兩個人隔著五步左右的距離,彼此都有些尷尬。
都儂對她擠出一個稍縱即逝的微笑,低著頭走過她身邊。
"必楚到德國去了,我現在在幫他照顧餐館。"在她經過林心岱身邊時,林心岱突然道,她只得暫時停下腳步。
"我知道。"都儂說,周必楚出國前一晚曾打電話給她。"我也知道你一定會將餐館管理得很好的。"
林心岱轉身看著她。
"關於上次那件事,我向你道歉,我不是故意的,只是……"她頓住,不知道該怎麼解釋自己那天的行為。

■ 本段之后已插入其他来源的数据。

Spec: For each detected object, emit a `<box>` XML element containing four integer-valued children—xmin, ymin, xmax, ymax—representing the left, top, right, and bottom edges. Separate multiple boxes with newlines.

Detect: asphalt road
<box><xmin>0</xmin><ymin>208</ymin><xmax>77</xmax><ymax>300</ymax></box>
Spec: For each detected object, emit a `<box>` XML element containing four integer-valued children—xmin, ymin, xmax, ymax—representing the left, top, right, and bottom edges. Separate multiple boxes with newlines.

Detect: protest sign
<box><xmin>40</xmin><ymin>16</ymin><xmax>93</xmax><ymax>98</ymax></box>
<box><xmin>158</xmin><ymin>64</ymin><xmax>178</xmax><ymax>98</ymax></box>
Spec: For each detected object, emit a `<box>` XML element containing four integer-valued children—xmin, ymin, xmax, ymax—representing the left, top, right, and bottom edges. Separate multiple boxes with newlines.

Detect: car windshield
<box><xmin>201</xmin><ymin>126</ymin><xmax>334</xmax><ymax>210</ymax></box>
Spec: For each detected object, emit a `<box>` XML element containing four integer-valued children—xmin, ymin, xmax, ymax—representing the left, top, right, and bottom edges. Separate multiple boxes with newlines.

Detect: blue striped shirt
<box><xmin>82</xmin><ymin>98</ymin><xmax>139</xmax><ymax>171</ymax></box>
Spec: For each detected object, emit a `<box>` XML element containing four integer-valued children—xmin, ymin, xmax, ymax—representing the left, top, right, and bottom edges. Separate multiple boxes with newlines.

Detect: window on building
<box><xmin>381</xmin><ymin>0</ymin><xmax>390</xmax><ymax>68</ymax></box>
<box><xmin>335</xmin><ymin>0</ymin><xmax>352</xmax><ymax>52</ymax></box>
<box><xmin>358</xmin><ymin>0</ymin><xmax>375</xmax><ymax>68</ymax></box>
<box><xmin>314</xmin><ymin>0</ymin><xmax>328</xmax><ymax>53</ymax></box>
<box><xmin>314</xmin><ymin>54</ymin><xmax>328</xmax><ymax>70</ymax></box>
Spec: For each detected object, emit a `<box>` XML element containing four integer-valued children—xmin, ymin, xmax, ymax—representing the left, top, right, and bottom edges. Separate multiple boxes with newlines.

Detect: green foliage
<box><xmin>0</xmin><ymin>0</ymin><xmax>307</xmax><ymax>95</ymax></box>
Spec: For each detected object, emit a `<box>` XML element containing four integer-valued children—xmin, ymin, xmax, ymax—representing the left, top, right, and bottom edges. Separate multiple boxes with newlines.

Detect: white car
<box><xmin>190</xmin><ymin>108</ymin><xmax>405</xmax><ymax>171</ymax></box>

"算了,事情都過去了。"她早巳釋懷,再說,如今她也已經懂得心岱當時的心情。
兩人又沉默了一陣。
"吃過晚飯了嗎?店裡有新菜單,你進來試試好不好?"林心岱邀請她,臉上帶著期盼。
有何不可?都儂點點頭,隨她走進餐館裡。
她現在還不想回家,回去也是自己一個人對著電視與牆壁而已。
才剛坐定,她的手機就響起來。
"哈羅?"
"都儂嗎?我是莊衍德。"
都儂吃了一驚。她怎麼會知道她的手機號碼?
"有什麼事嗎?"她語氣冷漠的問。
"嗯,藍柏人不太舒服,方便的話,可以請你到飯店去看看他嗎?我還有些公事要處理,分不開身。"她說得有些急促不穩,似乎在小跑步。

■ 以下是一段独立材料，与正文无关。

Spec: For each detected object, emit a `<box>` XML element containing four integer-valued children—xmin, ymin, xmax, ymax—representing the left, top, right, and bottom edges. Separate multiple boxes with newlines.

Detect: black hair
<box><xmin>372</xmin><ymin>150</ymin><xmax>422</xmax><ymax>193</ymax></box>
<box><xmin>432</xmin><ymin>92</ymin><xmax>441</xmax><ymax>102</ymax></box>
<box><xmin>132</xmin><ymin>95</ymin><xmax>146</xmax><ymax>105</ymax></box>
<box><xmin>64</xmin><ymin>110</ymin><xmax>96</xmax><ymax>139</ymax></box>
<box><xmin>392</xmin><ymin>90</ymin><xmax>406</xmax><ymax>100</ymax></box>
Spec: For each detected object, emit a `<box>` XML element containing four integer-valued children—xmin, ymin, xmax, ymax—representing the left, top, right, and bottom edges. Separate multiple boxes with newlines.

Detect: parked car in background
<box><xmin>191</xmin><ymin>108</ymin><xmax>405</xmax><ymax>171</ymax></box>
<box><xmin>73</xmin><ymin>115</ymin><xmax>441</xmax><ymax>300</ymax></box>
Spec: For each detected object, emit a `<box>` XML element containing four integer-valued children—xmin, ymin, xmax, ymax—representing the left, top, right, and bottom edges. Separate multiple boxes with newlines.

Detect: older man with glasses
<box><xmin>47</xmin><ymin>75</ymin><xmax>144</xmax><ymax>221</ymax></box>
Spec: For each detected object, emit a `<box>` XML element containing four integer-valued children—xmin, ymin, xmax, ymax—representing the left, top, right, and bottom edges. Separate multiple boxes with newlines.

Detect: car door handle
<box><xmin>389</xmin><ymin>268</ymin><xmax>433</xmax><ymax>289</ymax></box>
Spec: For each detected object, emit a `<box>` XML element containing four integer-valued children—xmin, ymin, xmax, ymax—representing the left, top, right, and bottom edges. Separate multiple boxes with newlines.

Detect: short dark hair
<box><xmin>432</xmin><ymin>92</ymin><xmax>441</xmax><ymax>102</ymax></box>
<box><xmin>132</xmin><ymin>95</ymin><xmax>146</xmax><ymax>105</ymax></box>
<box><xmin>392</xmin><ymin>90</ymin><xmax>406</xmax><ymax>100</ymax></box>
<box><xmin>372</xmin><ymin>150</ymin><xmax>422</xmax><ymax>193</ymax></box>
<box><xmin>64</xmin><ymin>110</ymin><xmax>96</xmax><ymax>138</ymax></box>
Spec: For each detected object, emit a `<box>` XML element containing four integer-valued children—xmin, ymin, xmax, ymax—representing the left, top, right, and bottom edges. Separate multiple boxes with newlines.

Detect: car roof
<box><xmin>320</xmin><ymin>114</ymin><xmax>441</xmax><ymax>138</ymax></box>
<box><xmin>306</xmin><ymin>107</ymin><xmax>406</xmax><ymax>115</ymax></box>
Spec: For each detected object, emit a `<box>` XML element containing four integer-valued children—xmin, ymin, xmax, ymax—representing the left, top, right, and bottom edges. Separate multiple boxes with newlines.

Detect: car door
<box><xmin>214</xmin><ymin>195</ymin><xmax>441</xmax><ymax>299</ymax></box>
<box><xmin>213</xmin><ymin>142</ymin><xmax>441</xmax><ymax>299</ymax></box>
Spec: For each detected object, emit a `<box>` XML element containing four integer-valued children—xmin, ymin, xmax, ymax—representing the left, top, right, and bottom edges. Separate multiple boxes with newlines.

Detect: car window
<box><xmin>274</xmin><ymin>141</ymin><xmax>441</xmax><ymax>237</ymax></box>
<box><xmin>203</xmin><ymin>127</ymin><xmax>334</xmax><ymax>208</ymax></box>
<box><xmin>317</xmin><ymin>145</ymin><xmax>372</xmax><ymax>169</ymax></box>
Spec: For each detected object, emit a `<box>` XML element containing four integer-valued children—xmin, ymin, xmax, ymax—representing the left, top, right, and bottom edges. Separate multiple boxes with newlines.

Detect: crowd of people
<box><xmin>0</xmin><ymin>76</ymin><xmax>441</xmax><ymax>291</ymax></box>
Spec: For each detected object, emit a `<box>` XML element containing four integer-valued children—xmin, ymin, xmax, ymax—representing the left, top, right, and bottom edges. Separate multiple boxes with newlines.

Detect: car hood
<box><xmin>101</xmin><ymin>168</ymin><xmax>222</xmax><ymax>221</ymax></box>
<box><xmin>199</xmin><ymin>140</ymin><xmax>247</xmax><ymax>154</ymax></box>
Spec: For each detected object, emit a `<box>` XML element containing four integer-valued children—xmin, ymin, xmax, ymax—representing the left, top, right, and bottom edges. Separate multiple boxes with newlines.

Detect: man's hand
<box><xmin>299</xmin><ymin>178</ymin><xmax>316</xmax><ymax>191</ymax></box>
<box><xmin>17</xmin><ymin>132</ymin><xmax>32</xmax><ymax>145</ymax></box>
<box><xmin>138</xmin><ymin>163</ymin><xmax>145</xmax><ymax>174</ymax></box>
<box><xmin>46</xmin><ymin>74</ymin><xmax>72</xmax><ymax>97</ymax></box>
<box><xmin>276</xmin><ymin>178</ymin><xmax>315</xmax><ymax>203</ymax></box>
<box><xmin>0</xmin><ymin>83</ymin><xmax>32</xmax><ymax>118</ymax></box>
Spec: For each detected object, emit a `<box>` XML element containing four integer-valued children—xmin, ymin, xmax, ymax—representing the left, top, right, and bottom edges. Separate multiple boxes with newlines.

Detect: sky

"飯店?"都儂蹩起眉頭。"他住在飯店裡?哪家飯店?"他不是搬去跟她一起住了?
"福華。昨天他就有點發燒了,剛才我打電話到飯店,一直沒人接,不知道是不是出了什麼事。"
她的聲音似乎很擔心,搞得都儂也開始心慌起來。
"我知道了,我現在就過去。"收起手機,她連忙起身。
"怎麼了?"林心岱端著熱騰騰的海鮮燴飯與她撞個正著。"飯好了耶。"
"抱歉,心岱,我有事得先走,改天有機會再來。"她邊走邊說,匆匆忙忙的跑出餐館,招了輛計程車直奔飯店,一路上她幻想著藍柏躺在床上發著高燒昏迷不醒,又無人照料的模樣。
到了飯店門口下了車,她才猛地記起忘了問莊衍德,藍柏住在幾號房?
她呆楞茫然的就這樣站在飯店門口。要命,她處理突發狀況的能力為何如此薄弱?不過是藍柏生病的消息就讓她完全亂了方寸。
她移動腳步靠在紅磚色的牆壁上。
感冒、發燒……以他的體格和身體狀況,應該死不了才對,她這樣貿然跑來,也許他還會以為她捨不得他離開呢!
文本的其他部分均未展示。